In my limited experience, the most important part to being a photographer is taking the damn pictures. Don’t worry about your aperature or f-stop or buying Photoshop or creating an online portfolio. Just go. Take. Pictures. Everything else can come later.
Tricks I love.
If you have a digital camera and a computer you should never stand at the Wal-Mar kiosk selecting prints. I gave up on that years ago because it never failed someone would be at the machine oooing and ahhhing over some chubby baby and 3 hours later, still selecting prints. Just do it at home.
A great tool is a digital card reader, especially if your computer does not have a port for reading memory cards. My camera uses an SD card:
and my card reader came from Wal-Mart for maybe $12. It is perfect for snapping a picture, inserting the card and copying the file. No time wasted searching for your camera cord or transferring files to a CD or memory drive.
Plus the card reader works with any USB port so you can use it on a laptop, your friend’s computer or at work. Niice.
Now once you’ve uploaded your picture you can take the time to be critical. Here’s a picture from my trip to Scotland:
This is a shot straight from the camera with no editing. It’s a nice building and all but I have a few problems with it. For one the fountain thingy is dark so you can’t tell where it stops and the palace begins.
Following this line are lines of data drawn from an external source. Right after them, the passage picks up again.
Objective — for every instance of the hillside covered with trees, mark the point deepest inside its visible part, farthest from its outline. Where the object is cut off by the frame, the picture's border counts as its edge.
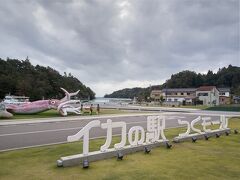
(20, 77)
(225, 77)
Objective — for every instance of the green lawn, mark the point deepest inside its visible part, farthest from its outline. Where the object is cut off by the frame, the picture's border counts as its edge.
(232, 107)
(213, 159)
(54, 113)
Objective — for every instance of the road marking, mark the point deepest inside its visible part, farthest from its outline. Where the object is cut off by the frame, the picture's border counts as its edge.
(55, 130)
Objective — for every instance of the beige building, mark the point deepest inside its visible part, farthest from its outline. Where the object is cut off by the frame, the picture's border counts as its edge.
(208, 95)
(224, 96)
(182, 96)
(156, 95)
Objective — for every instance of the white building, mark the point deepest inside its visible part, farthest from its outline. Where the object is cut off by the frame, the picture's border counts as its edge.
(179, 95)
(208, 95)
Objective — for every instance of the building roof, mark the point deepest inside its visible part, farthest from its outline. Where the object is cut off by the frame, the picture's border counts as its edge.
(227, 89)
(179, 90)
(156, 91)
(206, 88)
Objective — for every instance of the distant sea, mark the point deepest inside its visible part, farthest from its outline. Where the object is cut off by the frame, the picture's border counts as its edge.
(102, 100)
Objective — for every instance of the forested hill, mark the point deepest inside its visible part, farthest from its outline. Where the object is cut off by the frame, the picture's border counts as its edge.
(225, 77)
(20, 77)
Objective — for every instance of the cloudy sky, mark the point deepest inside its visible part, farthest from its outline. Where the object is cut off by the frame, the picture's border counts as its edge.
(114, 44)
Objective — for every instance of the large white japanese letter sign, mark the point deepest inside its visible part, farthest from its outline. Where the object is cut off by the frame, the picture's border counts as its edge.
(155, 133)
(206, 122)
(138, 138)
(132, 140)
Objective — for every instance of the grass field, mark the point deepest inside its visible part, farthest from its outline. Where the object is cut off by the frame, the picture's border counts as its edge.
(213, 159)
(54, 113)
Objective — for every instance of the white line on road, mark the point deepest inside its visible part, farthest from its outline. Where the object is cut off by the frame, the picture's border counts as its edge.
(55, 130)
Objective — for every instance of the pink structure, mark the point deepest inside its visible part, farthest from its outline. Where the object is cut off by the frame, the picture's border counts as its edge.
(63, 106)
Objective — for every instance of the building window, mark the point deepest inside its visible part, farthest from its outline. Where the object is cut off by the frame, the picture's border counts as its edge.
(202, 94)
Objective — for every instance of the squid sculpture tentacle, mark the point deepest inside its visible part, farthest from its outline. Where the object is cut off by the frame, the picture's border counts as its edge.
(63, 106)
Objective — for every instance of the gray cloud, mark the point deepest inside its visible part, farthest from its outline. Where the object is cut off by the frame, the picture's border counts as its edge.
(122, 42)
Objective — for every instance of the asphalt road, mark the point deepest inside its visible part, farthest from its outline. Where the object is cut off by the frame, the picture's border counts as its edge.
(17, 136)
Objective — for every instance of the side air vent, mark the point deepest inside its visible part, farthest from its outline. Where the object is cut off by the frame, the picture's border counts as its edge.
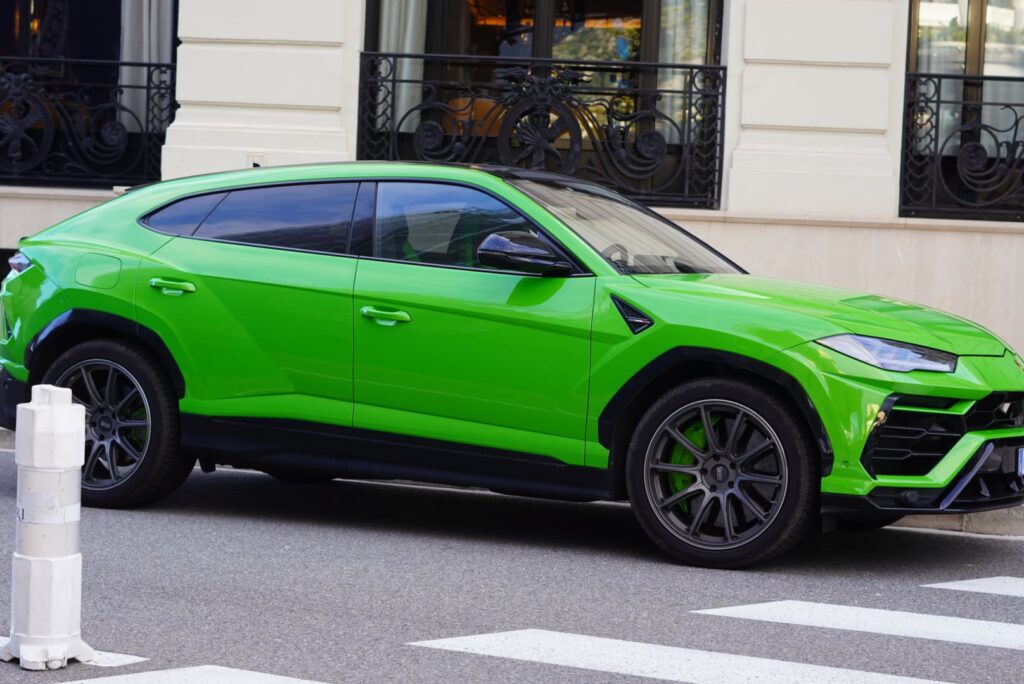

I’m also off to the side and it looks… unbalanced. Like I’d been drinking. The rest of the lighting is fine for me because it reminds me how blindingly bright it was at 9am and that even though there are blue skies, it had been raining just 20 minutes before we got into the palace.
If I want to fix these problems I need to do some photo editing. You do not need expensive editing software.
It’s a Google produce (I heart Google!) and absolutely free to download. There are a lot of tricks and I’m sure many other bloggers have covered them ad naseum. Using Picasa I can increase the fill light, crop the photo, auto contrast and straighten the shot.
There. I like this shot so much better.
The next trick has to do with organization. When I download files from a memory card I try to label them consistently:
So the picture above is labeled 2010_0319_Edinburgh. Consistent labeling, no matter how you do it, is really nice for sorting and searching by title. I prefer to organize my folders by year, then event.
When it comes to printing photos or posters or books, the first trick is to select a limited number of photos. It helps if you delete bad photos as soon as they hit your computer. Why save the terrible ones in the first place? When I upload photos I prefer to go through my folders first, pulling out the best shots, and copy them to a temporary folder.
Then sign in to your website (Walgreens, CVS, Costco, Wal-Mart, Shutterfly, flickr, Snapfish…) and select all the prints in the folder to upload.
Once the photos are uploaded you can select prints, gifts or posters relatively quickly.
Finally, share your photos with friends and family as you see fit. You can give others access to your online photos or download the files to a USB drive or CD and hand it over. Whatever you prefer, enjoy taking photos, finding and editing the best ones and sharing with others. Photography doesn’t have to be an expensive hobby or exceedingly complicated.